When I was teaching, I often found myself struggling with the question of parity for my students. If I do something for one student, would it only be fair if I did it for all my students? It left me in the position of providing fewer “extras” and reserving rewards for situations with equal opportunities, because I was often concerned with being fair.

But, some students just need a little extra, and some students will make the most out of these added opportunities. I can never resist a child who asks for more help in a specific, constructive way.

I’ve been fortunate enough to return to the classroom at the end of this year, working with students with individual needs in math. One of my students in particular is amazing with visualizing geometry, good at solving procedural problems, and really really really terrible with her basic math facts. So when she looks at me, stops saying “this is hard” and “I’m bad at math” and instead says, “you know, this is the only thing holding me back from doing much better in math class,” I am unable to ignore that plea.

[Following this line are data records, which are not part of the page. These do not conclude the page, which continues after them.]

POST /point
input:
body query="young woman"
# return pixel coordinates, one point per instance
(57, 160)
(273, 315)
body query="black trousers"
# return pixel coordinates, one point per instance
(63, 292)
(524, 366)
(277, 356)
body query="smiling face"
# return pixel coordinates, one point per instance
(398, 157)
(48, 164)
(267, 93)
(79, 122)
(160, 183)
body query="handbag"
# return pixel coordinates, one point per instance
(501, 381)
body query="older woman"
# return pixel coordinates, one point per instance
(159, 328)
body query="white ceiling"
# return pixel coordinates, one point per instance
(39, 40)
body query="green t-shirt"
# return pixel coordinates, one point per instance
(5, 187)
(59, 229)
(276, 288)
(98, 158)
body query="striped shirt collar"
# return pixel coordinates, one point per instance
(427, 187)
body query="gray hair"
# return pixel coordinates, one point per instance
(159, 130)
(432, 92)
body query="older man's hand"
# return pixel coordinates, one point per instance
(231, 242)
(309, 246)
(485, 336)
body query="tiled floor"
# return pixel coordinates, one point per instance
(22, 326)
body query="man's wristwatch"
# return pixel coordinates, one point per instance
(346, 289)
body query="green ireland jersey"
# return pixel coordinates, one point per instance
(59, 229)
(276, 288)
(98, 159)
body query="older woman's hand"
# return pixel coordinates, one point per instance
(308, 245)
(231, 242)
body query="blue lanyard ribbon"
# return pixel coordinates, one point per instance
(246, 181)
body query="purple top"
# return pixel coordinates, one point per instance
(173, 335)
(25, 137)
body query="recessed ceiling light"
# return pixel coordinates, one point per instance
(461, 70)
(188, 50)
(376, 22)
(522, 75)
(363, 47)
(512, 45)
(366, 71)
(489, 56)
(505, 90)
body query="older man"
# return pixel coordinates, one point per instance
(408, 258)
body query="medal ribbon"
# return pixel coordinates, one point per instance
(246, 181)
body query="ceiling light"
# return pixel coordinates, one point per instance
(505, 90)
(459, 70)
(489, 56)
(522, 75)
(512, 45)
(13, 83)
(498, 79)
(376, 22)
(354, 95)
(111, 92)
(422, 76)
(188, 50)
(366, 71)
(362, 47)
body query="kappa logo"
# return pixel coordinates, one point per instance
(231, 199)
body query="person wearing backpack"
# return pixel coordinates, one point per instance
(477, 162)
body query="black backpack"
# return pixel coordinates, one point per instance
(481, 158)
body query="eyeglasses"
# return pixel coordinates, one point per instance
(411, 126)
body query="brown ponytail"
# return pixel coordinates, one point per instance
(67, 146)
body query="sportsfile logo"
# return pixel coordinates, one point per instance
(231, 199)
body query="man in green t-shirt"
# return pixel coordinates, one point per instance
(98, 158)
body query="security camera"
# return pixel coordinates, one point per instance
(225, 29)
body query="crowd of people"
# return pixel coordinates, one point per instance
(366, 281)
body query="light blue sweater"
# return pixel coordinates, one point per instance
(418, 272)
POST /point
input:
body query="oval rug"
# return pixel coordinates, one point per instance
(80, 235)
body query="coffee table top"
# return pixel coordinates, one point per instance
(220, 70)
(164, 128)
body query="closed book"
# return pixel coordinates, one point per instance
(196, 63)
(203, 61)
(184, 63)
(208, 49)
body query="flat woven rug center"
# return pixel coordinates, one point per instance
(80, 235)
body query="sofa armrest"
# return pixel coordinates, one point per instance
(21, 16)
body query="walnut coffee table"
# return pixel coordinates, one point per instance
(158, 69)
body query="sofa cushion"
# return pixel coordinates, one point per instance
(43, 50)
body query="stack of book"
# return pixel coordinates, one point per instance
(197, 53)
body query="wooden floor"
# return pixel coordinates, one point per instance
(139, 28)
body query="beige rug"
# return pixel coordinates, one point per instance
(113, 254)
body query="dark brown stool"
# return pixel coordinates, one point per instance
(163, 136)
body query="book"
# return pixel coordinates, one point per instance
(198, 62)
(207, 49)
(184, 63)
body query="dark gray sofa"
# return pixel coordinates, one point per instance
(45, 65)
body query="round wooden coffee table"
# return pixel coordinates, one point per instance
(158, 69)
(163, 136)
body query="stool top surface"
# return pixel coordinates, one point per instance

After confirming that she is good with using the resources given to her, and talking with her about using tools to brush up her math facts this summer, she and I picked out the following:

- Multiplication and Division Three-Corner® Flash Cards
- Math Wheel Flash Cards
- A binder, a timer, and some pencils

She is self-aware enough to know that regular flash cards have not helped her to learn her times tables, and she doesn’t memorize things visually in that way. Since she is good at recognizing relationships, we are hoping that the three-corner cards and the math-wheel cards will be different ways to look at the times tables and develop a better sense of numbers that go together.

In addition to the flash cards, I made a book of 150 Mad Minute practice sheets and a tracker for her to track her progress with the times tables. These will go into the binder she picked out, and she will use the timer to administer her own mad minutes.

Of course, once I get going with these things, I can’t stop myself. I had to make a cute little backpack to store her math practice toolkit. It only took about 15 minutes and I had all the materials handy in the house. (It’s taken me far longer to format this post than to make the backpack.) I also found a few stamps and a few stamp pads that I threw into the pencil case.

I have high hopes that she becomes a math facts wizard by the end of the summer, and can come back in the fall and be a mentor to 5th graders in the school who may be struggling with their own math facts.

I’m not really doing this for her appreciation, but it’s so little in the scheme of my day, and can be so big in the scheme of her life. I couldn’t NOT do this when it asks so little of me. I know this kind of attention isn’t scalable, but not every student needs this. Other students will need other things, and hopefully I’ll be able to answer them when the opportunities arise.